Office buildings are constructed thirty and more stories in height, without fire escapes and with winding stairways which are useless in emergency, and with such limited elevator capacity as would not remove the tenants in less than thirty minutes.

A most important and desirable subject for general action is afforded by provisions for safeguarding elevator gates and doorways. In and about these orifices, as previously observed, a large proportion of unnecessary accidents and fatalities occur. The unlatched door, the open gate, the absence of inner gates, the projecting sill, and the slippery tread, are fruitful causes of deplorable injuries and have caused the unnecessary loss of many precious lives. The proportion which this class of occurrence bears to the total is evidently large. An analysis of a list of four thousand accidental occurrences shows the following proportions:

Per cent.
Getting on or off cars58
Falling through unguarded openings20
Fractures and fall of cars, only17
Mechanics making repairs in shafts, etc4
Unexplained1

A number of devices have been developed during recent years, which have overcome objections to their use in the past, whereby the gates of elevators must be securely locked and fastened before the car can be moved. Six of such devices are approved for use in the State of Pennsylvania. It would seem that so simple a feature eliminating the essential danger surrounding the operation of a car moving vertically between floors in a shaft would long ago have been demanded by every form of authority.

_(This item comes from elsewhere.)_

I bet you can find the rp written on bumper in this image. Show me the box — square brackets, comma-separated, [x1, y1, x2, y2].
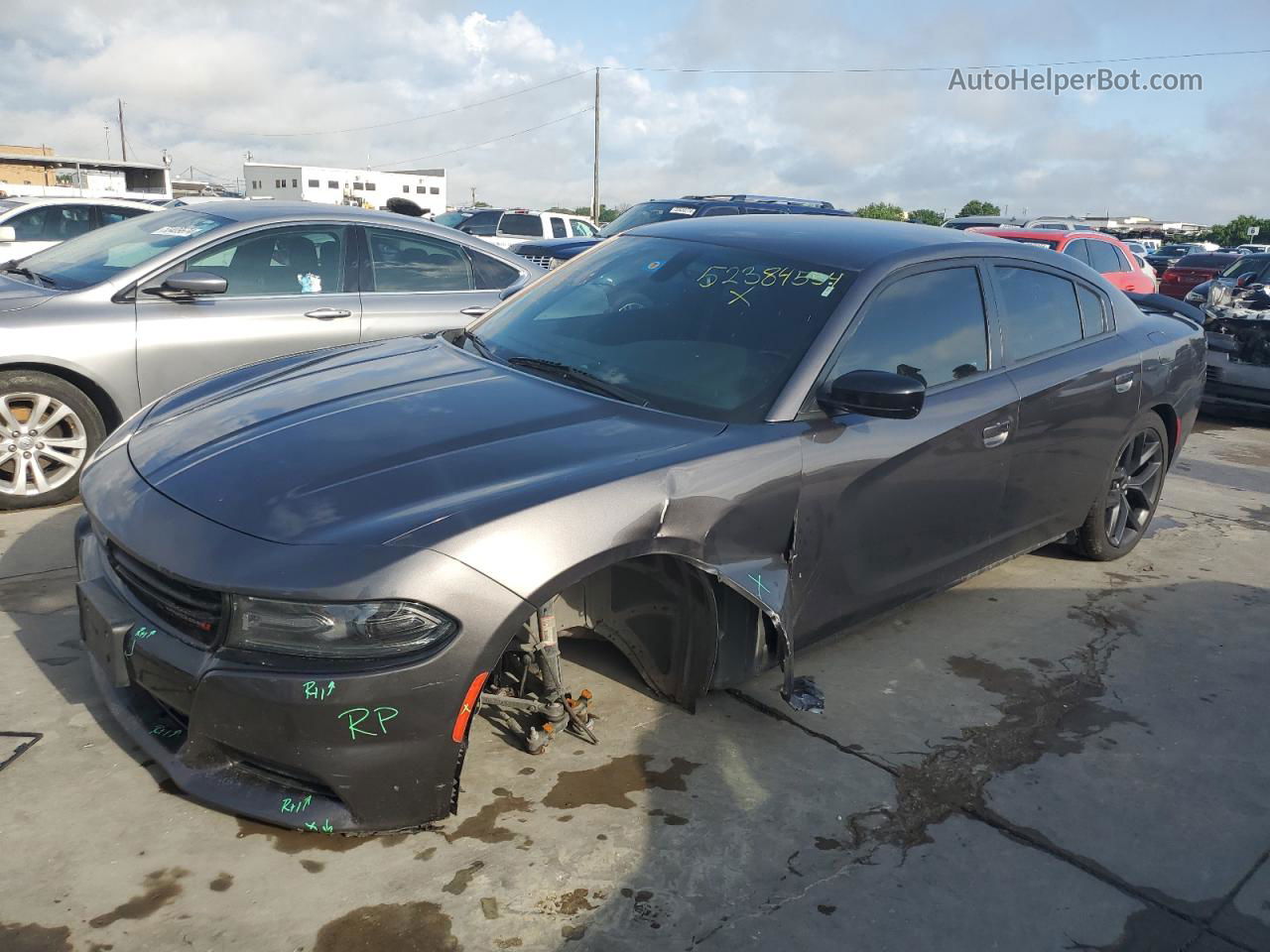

With other engineers, I was at one time opposed to the use of such appliances on the ground of their uncertainty. But the growing volume of fatalities directly attributable to the lack of such safeguards, together with radical improvement in their construction, now demand the opposite conclusion.

There has been particular objection in some large cities to the application of devices for locking the gates, on the ground that the speed of operation on rapid schedule service would be retarded and inconvenience and overcrowding would result. In order to satisfy myself upon this point, I made this year a series of comparative trials of elevators equipped with one such appliance, the Clarke automatic safety devices, and found that no such loss of time in service actually resulted. On the contrary, a trial of the elevators in the Atlantic Mutual Insurance Company’s Building, 49 Wall street, New York City, and in the Hotel Imperial, showed that the operators made better time with the device in service, as they were compelled to make more exact landings and thus avoided much of the time frequently wasted in reversals of the car movement.

Under the present circumstances, therefore, it seems that the proper time has arrived for action in this respect, and that the example set by the States of Pennsylvania and Rhode Island may be embodied in careful legislative requirements in other States, which would, at some expense, it is true, to private owners, safeguard the public from those peculiarly present dangers which have taken such unnecessary toll of human life and limb, in the ghastly entanglement between the gate or doorway and the moving car, or the dreadful fall through the opened gate.